All Axes Must Have a Sorting Variable#
Note we have to specify all the axis sorting variables on instantiation of a HivePlot when providing a dictionary of sorting_variables. Otherwise, a MissingSortingVariableError error will be returned:
[14]:
import traceback
from hiveplotlib.exceptions import MissingSortingVariableError
try:
HivePlot(
nodes=nodes,
edges=edges,
partition_variable=partition_variable,
sorting_variables={
"A": "med", # skips axes B and C
},
)
except MissingSortingVariableError:
traceback.print_exc()
Traceback (most recent call last):
File "/tmp/ipykernel_25308/258808643.py", line 6, in <module>
HivePlot(
File "/home/garyk/repos/hiveplotlib/src/hiveplotlib/hiveplot.py", line 1767, in __init__
self.set_partition(
File "/home/garyk/repos/hiveplotlib/src/hiveplotlib/hiveplot.py", line 2318, in set_partition
self.update_sorting_variables(
File "/home/garyk/repos/hiveplotlib/src/hiveplotlib/hiveplot.py", line 2204, in update_sorting_variables
raise MissingSortingVariableError(msg)
hiveplotlib.exceptions.hive_plot.MissingSortingVariableError: Provided `sorting_variables` axes ['A'] do not cover *all* the necessary axes specified by the current partition: (['A', 'C', 'B']).
The following axes specifications must be included: ['C', 'B']

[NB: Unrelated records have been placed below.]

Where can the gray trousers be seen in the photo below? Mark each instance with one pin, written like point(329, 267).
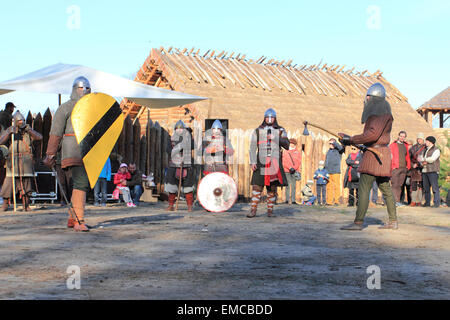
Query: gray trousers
point(430, 181)
point(290, 188)
point(365, 184)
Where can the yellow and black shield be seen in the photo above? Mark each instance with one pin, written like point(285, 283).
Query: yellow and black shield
point(97, 122)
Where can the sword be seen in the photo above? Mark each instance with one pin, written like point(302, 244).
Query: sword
point(71, 209)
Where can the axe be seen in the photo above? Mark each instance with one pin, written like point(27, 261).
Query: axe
point(359, 146)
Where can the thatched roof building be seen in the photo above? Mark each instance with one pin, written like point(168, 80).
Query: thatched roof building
point(240, 89)
point(439, 104)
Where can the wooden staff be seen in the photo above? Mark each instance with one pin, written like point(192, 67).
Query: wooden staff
point(373, 150)
point(12, 167)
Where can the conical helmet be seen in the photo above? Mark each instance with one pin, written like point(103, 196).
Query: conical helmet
point(217, 125)
point(270, 113)
point(82, 82)
point(19, 117)
point(180, 125)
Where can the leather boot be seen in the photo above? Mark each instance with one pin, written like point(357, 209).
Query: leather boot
point(5, 204)
point(172, 197)
point(355, 226)
point(78, 202)
point(190, 201)
point(256, 197)
point(70, 223)
point(390, 225)
point(271, 198)
point(26, 203)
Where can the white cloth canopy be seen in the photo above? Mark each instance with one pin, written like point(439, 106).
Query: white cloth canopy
point(59, 78)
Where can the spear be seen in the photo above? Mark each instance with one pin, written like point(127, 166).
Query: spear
point(359, 146)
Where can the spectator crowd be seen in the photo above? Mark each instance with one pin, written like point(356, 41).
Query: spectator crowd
point(414, 174)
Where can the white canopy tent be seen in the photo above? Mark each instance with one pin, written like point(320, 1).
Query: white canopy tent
point(58, 79)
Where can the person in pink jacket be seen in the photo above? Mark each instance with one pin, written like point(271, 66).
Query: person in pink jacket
point(292, 161)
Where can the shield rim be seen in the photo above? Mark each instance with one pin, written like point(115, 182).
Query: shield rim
point(234, 202)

The easier way to change a small subset of axis sorting variables is to update that subset of axes on an existing hive plot with the HivePlot.update_sorting_variables() method, discussed above.
Tracking the Current Sorting Variables#
To keep track of the sorting variables being used for each axis, we can always check the HivePlot.sorting_variables attribute.
For example, here are the sorting variables for a hive plot that defaults all axes to sort on low but updates the sorting variable of Axis A:
[15]:
low_initialized_hp = HivePlot(
nodes=nodes,
edges=edges,
partition_variable=partition_variable,
sorting_variables="low",
)
low_initialized_hp.update_sorting_variables(
sorting_variables={"A": "med"}, # update just axis A to 'med'
)
low_initialized_hp.sorting_variables
[15]:
{'A': 'med',
'B': 'low',
'C': 'low',
'A_repeat': 'low',
'B_repeat': 'low',
'C_repeat': 'low'}
Note that by default, the initialization filled in the sorting variables for repeat axes as well. For more on repeat axes, see the Adding and Modifying Repeat Axes page.